Molo MP Kuria Kimani, who chairs the National Assembly Finance Committee, has admitted to the inadequacy of the proposed Housing Bill seeking to bolster President William Ruto's Affordable Housing project.
Speaking during an interview on Citizen TV, Kimani admitted that the law was ambiguous and did not narrow down on what kind of income for unemployed Kenyans was targeted for the levy.
He further concurred with the Court of Appeal ruling's conclusion that without involving the non-salaried in the levy, it would be discriminatory.
"As a legislator, I respect the interpretive arm of Government. (According to the court ruling on levy) the housing levy was discriminatory because it was only targeting the employed and not the unemployed," he explained.
"The Housing Levy lacked a legislative framework because every levy in this country that is collected actually has an act of Parliament that backs it. In my personal view, if the contribution has to be non-discriminatory, the fund has to be contributed by those who are salaried and those who are not."
He argued that whereas the bill was clear on the 1.5 per cent deductions for the salaried, the self-employed and individuals with other sources of income were not covered.
According to Section 4 of the Bill, "The levy shall be at the rate of 1.5 per cent of the gross salary of an employee or the gross income of a person received or accrued that is not subject to the (housing levy deducted from the salaried)"
Kuria, however, explained that the ongoing public participation exercise was aimed at clarifying the anomaly, to specify the type of income covered.
"There is a cure to make sure that the levy is not just a contribution by those who are salaried but also the non-employed. The problem with this law is that when we talk about gross income, is it rental income? Is it turnover? Is it self-employed income? What kind of income is it? Salary is defined but the other income is not," he added.
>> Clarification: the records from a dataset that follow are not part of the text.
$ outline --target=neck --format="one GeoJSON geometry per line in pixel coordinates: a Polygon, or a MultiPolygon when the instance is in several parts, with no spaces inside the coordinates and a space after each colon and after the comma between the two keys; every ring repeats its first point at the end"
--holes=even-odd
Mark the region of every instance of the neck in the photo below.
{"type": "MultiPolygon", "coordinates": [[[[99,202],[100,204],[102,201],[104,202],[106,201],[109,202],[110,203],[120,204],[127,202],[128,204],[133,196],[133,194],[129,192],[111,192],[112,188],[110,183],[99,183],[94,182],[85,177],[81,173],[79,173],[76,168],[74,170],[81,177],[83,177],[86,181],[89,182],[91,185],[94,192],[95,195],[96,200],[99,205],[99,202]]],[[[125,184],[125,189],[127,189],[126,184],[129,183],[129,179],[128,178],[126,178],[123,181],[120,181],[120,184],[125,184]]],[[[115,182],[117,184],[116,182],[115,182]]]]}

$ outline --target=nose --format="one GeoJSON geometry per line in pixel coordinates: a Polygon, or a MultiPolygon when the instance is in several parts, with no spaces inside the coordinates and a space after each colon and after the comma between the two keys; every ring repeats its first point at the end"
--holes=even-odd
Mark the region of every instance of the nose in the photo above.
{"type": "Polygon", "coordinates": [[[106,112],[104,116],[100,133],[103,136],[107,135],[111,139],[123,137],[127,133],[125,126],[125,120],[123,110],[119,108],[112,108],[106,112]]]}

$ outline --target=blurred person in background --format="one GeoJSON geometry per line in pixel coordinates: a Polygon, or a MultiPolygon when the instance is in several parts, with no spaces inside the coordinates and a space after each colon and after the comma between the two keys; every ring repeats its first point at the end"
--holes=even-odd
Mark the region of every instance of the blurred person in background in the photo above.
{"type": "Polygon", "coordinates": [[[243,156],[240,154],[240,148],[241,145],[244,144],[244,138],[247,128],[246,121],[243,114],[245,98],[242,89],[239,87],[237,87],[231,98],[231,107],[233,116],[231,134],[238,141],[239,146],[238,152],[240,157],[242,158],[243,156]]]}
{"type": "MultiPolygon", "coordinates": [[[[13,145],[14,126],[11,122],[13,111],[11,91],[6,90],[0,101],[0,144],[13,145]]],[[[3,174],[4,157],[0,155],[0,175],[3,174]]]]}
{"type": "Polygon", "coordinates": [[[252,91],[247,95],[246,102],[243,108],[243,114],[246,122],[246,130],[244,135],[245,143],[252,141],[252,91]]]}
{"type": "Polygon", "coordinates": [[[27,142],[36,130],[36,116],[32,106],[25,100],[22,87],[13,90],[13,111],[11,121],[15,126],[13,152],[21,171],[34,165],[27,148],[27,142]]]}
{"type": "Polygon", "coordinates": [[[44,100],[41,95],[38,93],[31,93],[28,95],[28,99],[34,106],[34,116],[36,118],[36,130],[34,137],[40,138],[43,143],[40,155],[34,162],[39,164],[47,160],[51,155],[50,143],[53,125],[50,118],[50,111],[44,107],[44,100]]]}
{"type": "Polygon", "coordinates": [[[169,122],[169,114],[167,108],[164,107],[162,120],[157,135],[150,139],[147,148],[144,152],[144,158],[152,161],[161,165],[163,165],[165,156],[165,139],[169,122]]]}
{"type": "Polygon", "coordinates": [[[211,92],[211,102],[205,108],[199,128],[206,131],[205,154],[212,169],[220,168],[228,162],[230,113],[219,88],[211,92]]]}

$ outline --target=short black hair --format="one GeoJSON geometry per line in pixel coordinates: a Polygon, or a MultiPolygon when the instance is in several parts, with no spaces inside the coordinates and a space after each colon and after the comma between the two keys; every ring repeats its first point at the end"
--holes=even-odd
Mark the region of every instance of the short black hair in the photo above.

"Every income for all tax purposes has to be specific. You either talk about salary income, rental income, or gross turnover as per the Corporate Tax Act. We agree that that is missing and that is what these public hearings are about and what this joint committee hopes to cure."
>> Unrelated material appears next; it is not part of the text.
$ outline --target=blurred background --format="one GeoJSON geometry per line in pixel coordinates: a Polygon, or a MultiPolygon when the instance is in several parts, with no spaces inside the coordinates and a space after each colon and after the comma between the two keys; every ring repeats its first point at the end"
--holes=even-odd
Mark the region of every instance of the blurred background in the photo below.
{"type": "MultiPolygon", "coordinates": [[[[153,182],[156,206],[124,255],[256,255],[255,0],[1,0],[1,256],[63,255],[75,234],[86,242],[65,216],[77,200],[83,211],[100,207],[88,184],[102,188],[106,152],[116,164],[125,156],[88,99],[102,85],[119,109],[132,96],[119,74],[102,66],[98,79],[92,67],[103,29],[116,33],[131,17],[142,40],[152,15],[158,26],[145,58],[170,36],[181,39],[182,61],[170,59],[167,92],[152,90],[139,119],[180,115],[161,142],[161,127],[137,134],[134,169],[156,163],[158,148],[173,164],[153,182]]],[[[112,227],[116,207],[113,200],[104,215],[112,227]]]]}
The proposal also raised concerns across different cadres of participants including the the Real Estate Development and Finance Association (REDFA) Kenya which told the committee that the government should adopt alternative development approaches.
“The government should refrain from directly engaging in unit construction to mitigate potential citizen losses and avoid potential financial risks through government-led projects," the group argued.
The Institute of Certified Public Accountants of Kenya (ICPAK), on the other hand, argued that the proposed imposition of a Housing Levy on personal income was tantamount to double taxation and against international best practices. They proposed that Parliament should set aside funds for housing and not through the payroll.
On Friday, the Court of Appeal termed the deductions unconstitutional and ordered the state to halt them.